Bridge the gap between cybersecurity experts and policy makers
Secondly, there is currently an unfortunate gap between cybersecurity experts and policy makers. This includes security vendors and professionals with the cyber security skills to defend against current and emerging cyberthreats. This gap has to be bridged – and quickly. Because even in the UK, the Government’s own 2021 data shows that half of UK businesses lack basic professional cybersecurity skills. Basic professional cybersecurity skills refer to things like storing and transferring personal data, setting up configured firewalls, and detecting and removing malware. A third lack more advanced skills, most commonly in areas such as penetration testing, forensic analysis, and security architecture, and 32% report a skills gap when it comes to incident response. Upskilling as a policy is essential if we are to address the problem.

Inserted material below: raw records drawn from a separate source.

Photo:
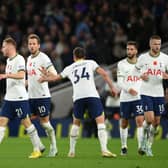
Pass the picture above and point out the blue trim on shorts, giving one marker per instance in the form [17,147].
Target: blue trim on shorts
[15,109]
[131,109]
[155,104]
[40,107]
[92,105]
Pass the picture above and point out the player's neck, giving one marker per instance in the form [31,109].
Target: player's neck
[12,55]
[132,60]
[154,54]
[80,59]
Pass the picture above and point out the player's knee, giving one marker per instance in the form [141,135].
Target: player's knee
[74,131]
[47,126]
[101,126]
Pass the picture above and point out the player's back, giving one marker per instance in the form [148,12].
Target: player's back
[81,74]
[153,66]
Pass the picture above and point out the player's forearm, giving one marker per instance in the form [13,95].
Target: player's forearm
[12,76]
[122,85]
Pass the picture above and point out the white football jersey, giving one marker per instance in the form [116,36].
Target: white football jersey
[81,75]
[35,88]
[15,88]
[153,66]
[126,80]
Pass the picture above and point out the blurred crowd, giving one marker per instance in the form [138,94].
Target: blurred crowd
[101,26]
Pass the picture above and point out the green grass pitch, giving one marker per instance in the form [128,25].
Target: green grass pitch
[14,153]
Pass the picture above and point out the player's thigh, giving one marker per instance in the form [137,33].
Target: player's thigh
[125,110]
[40,107]
[95,107]
[79,108]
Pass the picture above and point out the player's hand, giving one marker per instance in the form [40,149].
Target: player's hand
[3,76]
[164,75]
[114,92]
[43,78]
[43,70]
[145,76]
[132,92]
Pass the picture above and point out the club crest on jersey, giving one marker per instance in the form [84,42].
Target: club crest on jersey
[31,72]
[154,72]
[131,78]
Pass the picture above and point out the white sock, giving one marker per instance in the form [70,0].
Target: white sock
[151,137]
[139,136]
[102,135]
[32,132]
[73,137]
[123,137]
[2,133]
[146,129]
[50,133]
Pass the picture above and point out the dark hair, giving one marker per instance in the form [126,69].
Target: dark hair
[10,40]
[79,52]
[34,36]
[155,37]
[134,43]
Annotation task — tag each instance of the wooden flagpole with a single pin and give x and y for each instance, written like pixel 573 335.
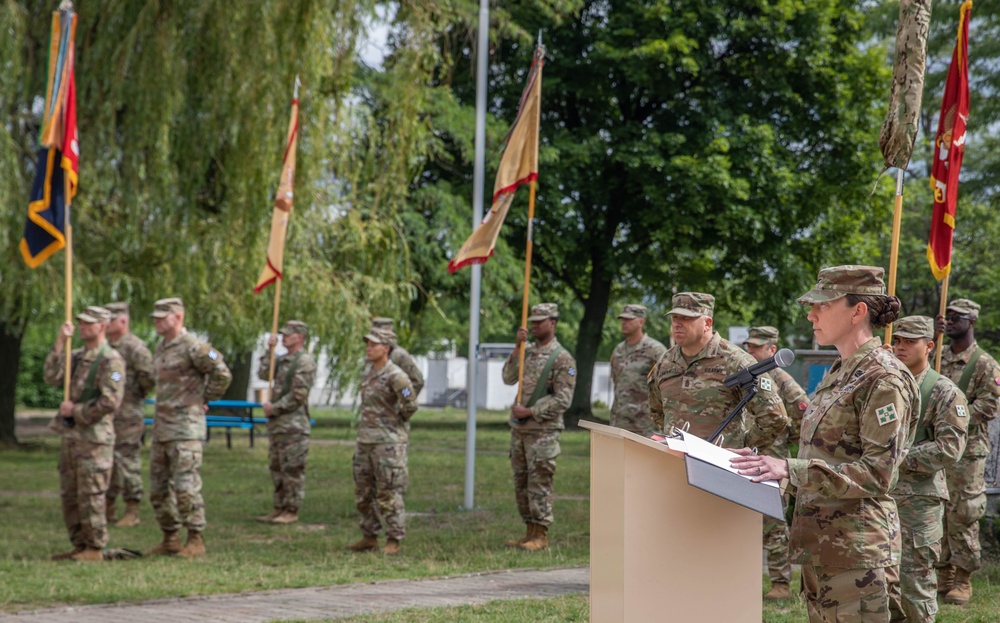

Next-generation, AI-powered cybersecurity technologies and third-party threat hunting and incident response can go a long way towards protecting an organization lacking in in-house skills, but we need the people who know how to apply this technology and understand the growing digital needs of their own organization. There also needs to be more efficient use of non-security IT employees, which can easily contribute to securing an organization with simple but effective processes such as patching. The security skills issue is an escalating global challenge in the never-ending race between offender and defender.
Fit for the future
Attackers are not only deploying more advanced techniques, but they are also altering their tactics by targeting more impactful and financially lucrative organizations, causing more damage and disruption and demanding ransoms that can run into tens of millions of dollars. The average cost to a mid-sized business of remediating a ransomware attack in 2020 more than doubled compared to 2019, from $761,000 to $1.85 million – so it’s never been more important to start taking ransomware more seriously.
And while the above measures won’t eradicate the problem, they are significant steps that need to be taken in what has become a global crisis, requiring a global response – particularly given the increasingly murky and interconnected relationship that appears to exist between ransomware groups and certain nation-states.
Governments must place cybersecurity talent in the right places and work together, as well as with the private sector and multilateral groups and agencies, to establish and enforce a baseline in both national and international anti-ransomware standards. As the UK prepares to publish its new National Cyber Security Strategy later this year, it is worth bearing in mind that a strong geopolitical approach can set a new standard for cybersecurity, and in turn begin to deter criminals away from ransomware. And most importantly, keep the frightening shadow of its use as a weapon at bay for a few more years.